Seu bebê está crescendo a cada dia, mas o novo formato do seu corpo muitas vezes traz novas dores e dores – especialmente nas suas costas. "O corpo de uma mulher está em constante mudança durante a gravidez, e a coluna não é exceção", diz Neel Anand, MD, professor de cirurgia ortopédica e diretor de cirurgia de trauma na coluna no Cedars-Sinai Spine Center, em Los Angeles.

À medida que seu centro de gravidade muda, seu corpo compensa inclinando-se para trás, aumentando a curva natural da parte inferior da coluna, o que pode levar à dor nas costas. Embora seja extremamente comum – 50% a 70% de todas as mulheres têm dores nas costas em algum momento durante a gravidez – você não precisa sofrer. Facilite a dor com estas dicas simples.

  • Ficar em pé. Isso parece uma solução simples e óbvia, mas pode se tornar mais difícil à medida que a gravidez avança, diz Anand. Para treinar os músculos das costas, sente-se ereto em uma cadeira com as mãos nas coxas e os ombros para baixo. Puxe os ombros para trás, aperte as omoplatas e segure por 5 segundos. Repita isso três ou quatro vezes ao dia para aperfeiçoar sua postura e ajudar a aliviar a pressão na parte inferior das costas.

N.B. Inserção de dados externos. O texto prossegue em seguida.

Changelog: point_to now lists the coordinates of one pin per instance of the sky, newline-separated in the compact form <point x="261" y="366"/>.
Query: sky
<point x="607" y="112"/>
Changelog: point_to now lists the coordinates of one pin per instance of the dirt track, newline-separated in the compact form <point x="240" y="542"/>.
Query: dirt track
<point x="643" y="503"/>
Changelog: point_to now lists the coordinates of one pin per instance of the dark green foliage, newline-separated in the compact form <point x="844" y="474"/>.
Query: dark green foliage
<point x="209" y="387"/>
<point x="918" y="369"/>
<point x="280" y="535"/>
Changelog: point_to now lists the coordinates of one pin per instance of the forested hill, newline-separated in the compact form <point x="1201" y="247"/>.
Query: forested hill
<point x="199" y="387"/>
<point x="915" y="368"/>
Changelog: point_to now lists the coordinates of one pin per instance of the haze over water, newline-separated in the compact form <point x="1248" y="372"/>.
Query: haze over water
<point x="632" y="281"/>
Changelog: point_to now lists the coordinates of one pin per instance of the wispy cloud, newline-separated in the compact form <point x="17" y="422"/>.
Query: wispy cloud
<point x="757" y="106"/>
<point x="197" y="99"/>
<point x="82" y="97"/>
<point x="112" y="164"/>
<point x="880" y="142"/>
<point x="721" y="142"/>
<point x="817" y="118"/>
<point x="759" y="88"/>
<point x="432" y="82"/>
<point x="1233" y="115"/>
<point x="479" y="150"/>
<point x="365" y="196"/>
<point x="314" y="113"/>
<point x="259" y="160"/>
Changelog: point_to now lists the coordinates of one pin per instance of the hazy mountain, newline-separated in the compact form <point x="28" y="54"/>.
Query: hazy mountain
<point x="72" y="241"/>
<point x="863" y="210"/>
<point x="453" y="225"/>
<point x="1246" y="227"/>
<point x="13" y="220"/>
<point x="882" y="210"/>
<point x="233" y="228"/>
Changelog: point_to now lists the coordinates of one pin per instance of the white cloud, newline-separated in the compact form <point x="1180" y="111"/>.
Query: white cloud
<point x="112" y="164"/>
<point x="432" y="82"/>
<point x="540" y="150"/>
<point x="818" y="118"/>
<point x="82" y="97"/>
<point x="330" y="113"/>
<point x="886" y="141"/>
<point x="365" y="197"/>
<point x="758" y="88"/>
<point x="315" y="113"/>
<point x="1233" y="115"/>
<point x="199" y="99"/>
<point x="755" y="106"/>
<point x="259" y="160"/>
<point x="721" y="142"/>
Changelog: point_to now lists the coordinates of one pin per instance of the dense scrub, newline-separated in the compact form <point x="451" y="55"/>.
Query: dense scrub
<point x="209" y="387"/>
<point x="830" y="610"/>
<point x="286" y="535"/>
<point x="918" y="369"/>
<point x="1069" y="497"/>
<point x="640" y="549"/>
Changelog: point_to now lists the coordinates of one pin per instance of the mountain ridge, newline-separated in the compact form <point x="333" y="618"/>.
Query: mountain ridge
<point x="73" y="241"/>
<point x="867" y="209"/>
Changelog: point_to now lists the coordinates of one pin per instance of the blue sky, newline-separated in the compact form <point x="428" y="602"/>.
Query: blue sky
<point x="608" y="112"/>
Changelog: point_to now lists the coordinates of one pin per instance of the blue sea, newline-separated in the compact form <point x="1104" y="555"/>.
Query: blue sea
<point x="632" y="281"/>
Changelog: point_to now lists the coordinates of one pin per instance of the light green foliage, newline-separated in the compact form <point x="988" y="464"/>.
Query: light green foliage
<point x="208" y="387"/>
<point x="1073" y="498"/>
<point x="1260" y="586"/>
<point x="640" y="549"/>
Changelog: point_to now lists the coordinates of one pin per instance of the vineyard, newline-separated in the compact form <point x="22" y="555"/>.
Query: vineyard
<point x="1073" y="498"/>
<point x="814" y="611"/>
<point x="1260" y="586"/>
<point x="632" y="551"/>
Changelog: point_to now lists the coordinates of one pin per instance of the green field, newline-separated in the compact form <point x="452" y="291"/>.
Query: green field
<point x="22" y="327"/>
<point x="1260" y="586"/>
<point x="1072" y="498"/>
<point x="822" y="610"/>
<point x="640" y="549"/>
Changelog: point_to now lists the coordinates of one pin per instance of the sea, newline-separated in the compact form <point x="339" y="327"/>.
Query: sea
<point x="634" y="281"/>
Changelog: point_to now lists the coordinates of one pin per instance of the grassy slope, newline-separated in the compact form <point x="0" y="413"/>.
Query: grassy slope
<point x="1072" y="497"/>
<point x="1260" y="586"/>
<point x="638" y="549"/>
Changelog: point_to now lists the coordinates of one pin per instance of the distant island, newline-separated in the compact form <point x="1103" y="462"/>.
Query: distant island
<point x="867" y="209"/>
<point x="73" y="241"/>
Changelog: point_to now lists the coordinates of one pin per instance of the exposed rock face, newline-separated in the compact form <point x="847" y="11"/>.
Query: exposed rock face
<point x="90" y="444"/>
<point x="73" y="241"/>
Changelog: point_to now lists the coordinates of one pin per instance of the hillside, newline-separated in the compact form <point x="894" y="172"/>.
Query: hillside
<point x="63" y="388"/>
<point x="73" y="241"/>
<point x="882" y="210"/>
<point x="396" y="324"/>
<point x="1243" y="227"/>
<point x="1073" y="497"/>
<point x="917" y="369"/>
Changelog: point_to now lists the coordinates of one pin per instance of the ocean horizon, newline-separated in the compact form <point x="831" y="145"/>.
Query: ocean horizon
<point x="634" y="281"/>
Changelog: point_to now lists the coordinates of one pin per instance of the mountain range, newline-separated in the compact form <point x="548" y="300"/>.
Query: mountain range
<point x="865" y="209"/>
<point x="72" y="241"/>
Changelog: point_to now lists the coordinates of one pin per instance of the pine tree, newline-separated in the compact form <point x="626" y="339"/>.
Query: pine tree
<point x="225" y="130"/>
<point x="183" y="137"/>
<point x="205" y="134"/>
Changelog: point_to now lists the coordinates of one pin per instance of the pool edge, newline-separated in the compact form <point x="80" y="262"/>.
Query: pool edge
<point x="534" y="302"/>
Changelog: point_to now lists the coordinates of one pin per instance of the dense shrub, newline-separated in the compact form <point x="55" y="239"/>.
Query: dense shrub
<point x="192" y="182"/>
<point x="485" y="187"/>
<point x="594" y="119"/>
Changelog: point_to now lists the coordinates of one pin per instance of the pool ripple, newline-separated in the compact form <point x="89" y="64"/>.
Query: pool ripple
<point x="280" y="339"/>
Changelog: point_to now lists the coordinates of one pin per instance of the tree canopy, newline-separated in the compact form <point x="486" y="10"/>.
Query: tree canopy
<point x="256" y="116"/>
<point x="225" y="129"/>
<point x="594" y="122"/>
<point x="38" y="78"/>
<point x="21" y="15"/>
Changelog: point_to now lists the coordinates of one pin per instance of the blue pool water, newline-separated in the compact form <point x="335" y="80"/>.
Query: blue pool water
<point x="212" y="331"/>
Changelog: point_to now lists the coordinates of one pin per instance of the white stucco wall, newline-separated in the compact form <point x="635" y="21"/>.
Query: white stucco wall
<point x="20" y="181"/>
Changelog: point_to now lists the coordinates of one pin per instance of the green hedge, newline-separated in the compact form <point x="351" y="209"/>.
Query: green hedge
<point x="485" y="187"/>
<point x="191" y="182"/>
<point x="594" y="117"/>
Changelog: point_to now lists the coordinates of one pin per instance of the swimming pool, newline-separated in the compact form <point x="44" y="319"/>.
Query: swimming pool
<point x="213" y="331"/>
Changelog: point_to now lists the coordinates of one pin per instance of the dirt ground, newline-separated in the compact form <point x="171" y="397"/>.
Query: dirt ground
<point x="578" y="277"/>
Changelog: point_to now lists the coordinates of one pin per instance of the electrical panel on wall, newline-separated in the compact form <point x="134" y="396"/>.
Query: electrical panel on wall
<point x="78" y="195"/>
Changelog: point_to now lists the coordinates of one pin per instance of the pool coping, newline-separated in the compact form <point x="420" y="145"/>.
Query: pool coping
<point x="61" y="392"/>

  • Salte na piscina. Ou lago. Ou vá passear. "O exercício pode ser uma das melhores maneiras de aliviar a dor nas costas durante a gravidez porque fortalece os músculos e aumenta a flexibilidade, para que os músculos da coluna estejam mais prontos e dispostos a assumir quaisquer mudanças que surjam", diz Anand. Caminhar, nadar ou andar de bicicleta estacionária são ótimas opções de baixo impacto quando você tem um bebê a bordo.
  • Dê um pontapé nos seus calcanhares. Sapatos inadequados – sejam sem apoio ou muito altos – alteram o alinhamento da pélvis, o que pode causar dor nas costas mesmo quando você não está grávida, diz Anand. Em vez disso, opte por apartamentos confortáveis ​​ou tênis que tenham bastante amortecimento e suporte de arco – pelo menos até o bebê chegar.
  • Aperfeiçoe sua colocação de travesseiro. A melhor posição para dormir durante a gravidez é do seu lado, com um travesseiro entre os joelhos. Isso tira a pressão da parte inferior das costas. Mas você pode experimentar diferentes posicionamentos de travesseiros para ver o que funciona melhor para você – como um entre seus braços, se você tiver dores nas costas, ou quando a gravidez progredir em seu abdômen, para ainda mais apoio nas costas. "E, é claro", diz Anand, "algumas mulheres grávidas preferem um travesseiro de corpo inteiro para ajudar a sustentar todas essas áreas-chave do corpo".
  • Converse com seu médico. Para muitas mulheres, a dor nas costas durante a gravidez está prestes a acontecer e nem todos os casos requerem uma visita ao OB / GYN. "Mas, como sempre, ouça seu corpo e não tenha medo de procurar ajuda se achar que precisa", diz Anand. "Seu médico pode ajudar a avaliar sua dor e fazer as melhores recomendações para o tratamento – dando-lhe a melhor chance de voltar depois do parto."